The story begins with an how pirates bypass double authentication email signed Claudie S. Nevertheless, Weber, allegedly from the State Department. The message invites Keir Giles to “an online private conversation” on subjects related to his expertise. Nothing unusual for a recognized specialist.

The detail that hits the bull’s eye? Several addresses @state.gov appear in a copy, giving the impression of an official communication between colleagues. The attackers exploit a technical particularity: the government messaging server accepts all messages without returning error. even if the address does not exist.

After a few exchanges to establish confidence. “Claudie” offers Giles to join the “MS Dos Guest Teinant” platform of the State Department. A solution that would allow him to easily attend future meetings, whatever his availability.

The manual of the trapped user

The attack switches to engineering with the sending of a PDF. file containing detailed instructions. The document explains how to create a Google application password, presented as how pirates bypass double authentication a compulsory step to access the government platform.

The final instruction is evil: share this password “with American back administrators to add the external user to the. guest tenant O365”. The PDF justifies this approach as a technical solution facilitating secure exchanges between civil servants and external experts.

The victim scrupulously follows the instructions, persuaded to comply with an official security procedure.
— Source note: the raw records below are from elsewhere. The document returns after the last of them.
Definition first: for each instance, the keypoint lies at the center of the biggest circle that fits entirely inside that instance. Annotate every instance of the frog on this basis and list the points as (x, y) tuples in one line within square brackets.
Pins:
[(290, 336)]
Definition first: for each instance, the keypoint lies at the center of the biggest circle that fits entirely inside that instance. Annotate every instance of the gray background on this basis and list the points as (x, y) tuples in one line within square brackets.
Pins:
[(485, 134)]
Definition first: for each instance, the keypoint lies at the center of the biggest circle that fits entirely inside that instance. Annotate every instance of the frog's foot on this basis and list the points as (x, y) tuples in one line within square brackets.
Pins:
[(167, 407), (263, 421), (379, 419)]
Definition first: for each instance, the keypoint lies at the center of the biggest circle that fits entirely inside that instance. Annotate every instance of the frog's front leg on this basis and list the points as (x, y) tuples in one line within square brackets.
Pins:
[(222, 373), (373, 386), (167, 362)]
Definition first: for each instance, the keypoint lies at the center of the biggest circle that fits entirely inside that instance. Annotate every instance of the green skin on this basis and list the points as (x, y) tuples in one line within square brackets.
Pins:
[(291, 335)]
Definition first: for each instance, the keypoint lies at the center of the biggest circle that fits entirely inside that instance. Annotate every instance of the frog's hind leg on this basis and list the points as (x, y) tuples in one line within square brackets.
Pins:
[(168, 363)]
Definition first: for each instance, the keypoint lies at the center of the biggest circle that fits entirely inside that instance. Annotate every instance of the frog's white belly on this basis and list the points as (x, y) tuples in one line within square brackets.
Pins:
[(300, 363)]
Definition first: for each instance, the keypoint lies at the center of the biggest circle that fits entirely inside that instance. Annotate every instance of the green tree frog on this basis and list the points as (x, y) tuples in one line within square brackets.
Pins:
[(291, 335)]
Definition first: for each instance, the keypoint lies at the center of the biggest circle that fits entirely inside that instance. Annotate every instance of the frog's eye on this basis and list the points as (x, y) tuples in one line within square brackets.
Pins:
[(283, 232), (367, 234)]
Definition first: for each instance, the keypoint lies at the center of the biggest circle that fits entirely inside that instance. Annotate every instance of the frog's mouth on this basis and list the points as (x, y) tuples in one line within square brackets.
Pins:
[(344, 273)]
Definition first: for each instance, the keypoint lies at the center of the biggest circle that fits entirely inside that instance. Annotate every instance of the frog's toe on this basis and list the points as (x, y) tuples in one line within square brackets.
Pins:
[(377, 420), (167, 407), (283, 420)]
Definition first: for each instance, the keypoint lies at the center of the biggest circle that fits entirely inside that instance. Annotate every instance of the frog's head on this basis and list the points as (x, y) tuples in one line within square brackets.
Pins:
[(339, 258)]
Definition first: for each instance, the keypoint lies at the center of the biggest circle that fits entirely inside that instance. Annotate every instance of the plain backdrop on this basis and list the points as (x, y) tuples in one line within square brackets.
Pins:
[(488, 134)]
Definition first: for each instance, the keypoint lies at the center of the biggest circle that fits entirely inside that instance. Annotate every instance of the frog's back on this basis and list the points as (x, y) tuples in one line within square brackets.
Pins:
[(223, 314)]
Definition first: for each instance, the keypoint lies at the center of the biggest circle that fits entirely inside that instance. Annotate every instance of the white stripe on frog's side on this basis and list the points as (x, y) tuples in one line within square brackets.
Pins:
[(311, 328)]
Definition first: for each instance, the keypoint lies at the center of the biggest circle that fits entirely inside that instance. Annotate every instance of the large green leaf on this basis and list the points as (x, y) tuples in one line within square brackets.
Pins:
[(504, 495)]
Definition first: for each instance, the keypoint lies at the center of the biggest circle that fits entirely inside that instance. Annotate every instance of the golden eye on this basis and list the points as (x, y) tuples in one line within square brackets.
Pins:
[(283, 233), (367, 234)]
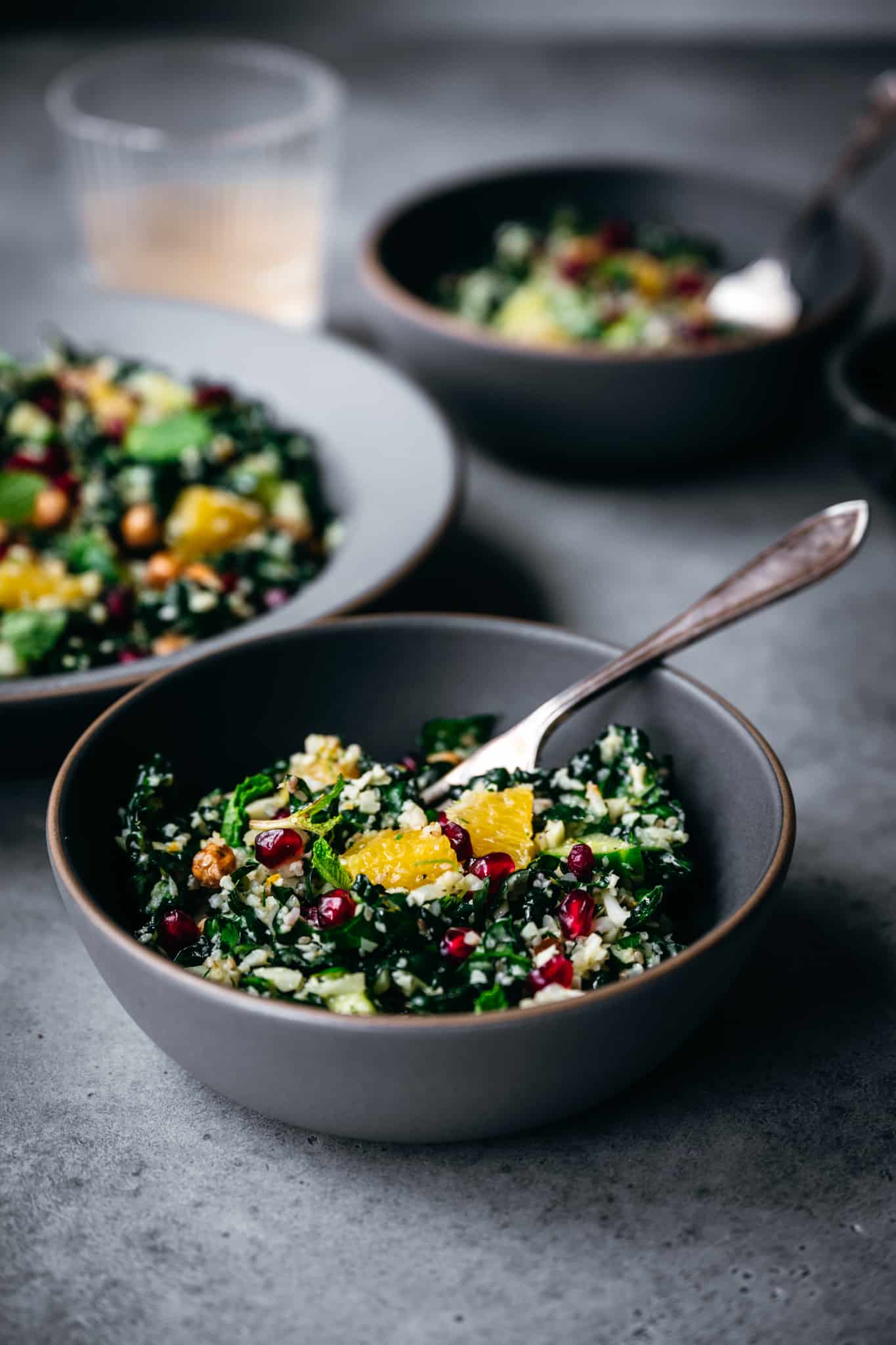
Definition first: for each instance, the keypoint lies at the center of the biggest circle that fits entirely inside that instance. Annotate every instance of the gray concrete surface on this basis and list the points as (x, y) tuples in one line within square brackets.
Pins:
[(742, 1193)]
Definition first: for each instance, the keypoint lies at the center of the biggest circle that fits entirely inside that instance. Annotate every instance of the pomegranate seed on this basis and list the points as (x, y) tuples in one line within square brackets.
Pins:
[(47, 459), (557, 971), (454, 943), (576, 912), (494, 866), (336, 908), (688, 283), (458, 838), (119, 606), (213, 395), (581, 861), (276, 598), (278, 847), (177, 931)]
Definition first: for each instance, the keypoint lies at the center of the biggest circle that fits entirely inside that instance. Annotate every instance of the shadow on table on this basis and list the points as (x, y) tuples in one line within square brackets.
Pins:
[(469, 573), (792, 1053)]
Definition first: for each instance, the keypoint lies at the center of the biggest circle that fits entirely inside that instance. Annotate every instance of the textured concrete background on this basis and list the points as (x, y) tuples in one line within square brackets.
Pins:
[(744, 1192)]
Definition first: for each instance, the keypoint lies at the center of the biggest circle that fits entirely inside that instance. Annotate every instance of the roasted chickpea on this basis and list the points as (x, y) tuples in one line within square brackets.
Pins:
[(200, 573), (169, 643), (140, 527), (161, 569), (50, 508), (213, 862)]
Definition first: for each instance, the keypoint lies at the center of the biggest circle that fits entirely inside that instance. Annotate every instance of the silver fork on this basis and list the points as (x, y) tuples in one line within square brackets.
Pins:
[(811, 552)]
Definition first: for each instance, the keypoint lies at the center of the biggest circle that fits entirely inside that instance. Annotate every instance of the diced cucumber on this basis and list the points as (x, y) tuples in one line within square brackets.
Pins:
[(617, 850), (354, 1002)]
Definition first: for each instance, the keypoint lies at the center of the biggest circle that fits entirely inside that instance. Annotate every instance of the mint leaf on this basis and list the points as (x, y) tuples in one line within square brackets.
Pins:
[(18, 494), (312, 817), (32, 634), (236, 821), (91, 550), (328, 865), (167, 439), (490, 1001)]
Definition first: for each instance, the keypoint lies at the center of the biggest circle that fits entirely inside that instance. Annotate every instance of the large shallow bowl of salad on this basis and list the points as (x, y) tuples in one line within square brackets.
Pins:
[(561, 311), (174, 479), (265, 889)]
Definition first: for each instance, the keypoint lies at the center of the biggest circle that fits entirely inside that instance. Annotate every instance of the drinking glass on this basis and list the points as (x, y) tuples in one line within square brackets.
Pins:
[(203, 171)]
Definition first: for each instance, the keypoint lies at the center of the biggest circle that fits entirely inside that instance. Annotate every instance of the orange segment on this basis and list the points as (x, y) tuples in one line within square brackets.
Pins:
[(499, 821), (206, 521), (400, 858), (26, 583)]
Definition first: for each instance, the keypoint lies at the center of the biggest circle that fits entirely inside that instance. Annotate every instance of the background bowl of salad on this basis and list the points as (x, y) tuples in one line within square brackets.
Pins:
[(174, 479), (558, 311), (408, 989)]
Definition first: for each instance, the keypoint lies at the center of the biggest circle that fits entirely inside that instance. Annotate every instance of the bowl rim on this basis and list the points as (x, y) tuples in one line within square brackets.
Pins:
[(382, 286), (309, 1015), (28, 690), (863, 412)]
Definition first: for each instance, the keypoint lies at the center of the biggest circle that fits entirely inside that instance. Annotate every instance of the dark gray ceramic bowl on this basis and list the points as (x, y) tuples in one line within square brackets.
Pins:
[(864, 384), (389, 462), (609, 409), (375, 680)]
In reality, she has just given the keys to her Google account to Russian spies.

Why this technique is so effective

This method has all the advantages for cybercriminals. Unlike classic phishing attacks that require acting quickly, the application passwords remain validly. Hackers can come back to consult the emails for months later.

Even better: these connections do not appear as suspects how pirates bypass double authentication in Google newspapers. No security alert, no unusual connection notification. Access seems perfectly normal to the system.

The attackers also use residential proxys and private servers to hide their location. Impossible to go back to them via the IP addresses.

Carefully chosen targets

This campaign is not targeting anyone. Hackers are specifically attacking academics, journalists and criticisms of the Russian regime. Personalities who have access to sensitive information and maintain precious contacts in geopolitical circles.

The Apt29 group has been operating since at least 2008. Its previous victims include government networks, research institutes and reflection groups.

Protect yourself without becoming a paranoid

Google offers a radical solution: the advanced protection program. This service purely. simply prohibits the creation of application passwords and requires the use of physical safety keys for any connection.

For “normal” users, some reflexes are enough. We encourage you to read this how pirates bypass double authentication file elsewhere.

To go further
How to secure your smartphone, tablet or PC? The ultimate guide!

A password manager becomes essential. These tools generate identifiers impossible to remember but impossible to hack. Bitwarden, 1Password, Dashlane: Choose the one that suits you, but choose one.

Authentication with two factors (2FA) must become automatic. Even if your password leak, this additional layer blocks access. SMS, dedicated application, physical key: all options are good to take.

Finally. you should still avoid using SMS to receive 2FA codes, because it is possible to carry out SIM card exchange attacks (SIM SWAP) to divert your phone number and get them.

Passkeys represent the future. This technology completely replaces passwords with biometric authentication or physical key. Apple, Google and Microsoft are already growing this solution. Adopt it as soon as possible.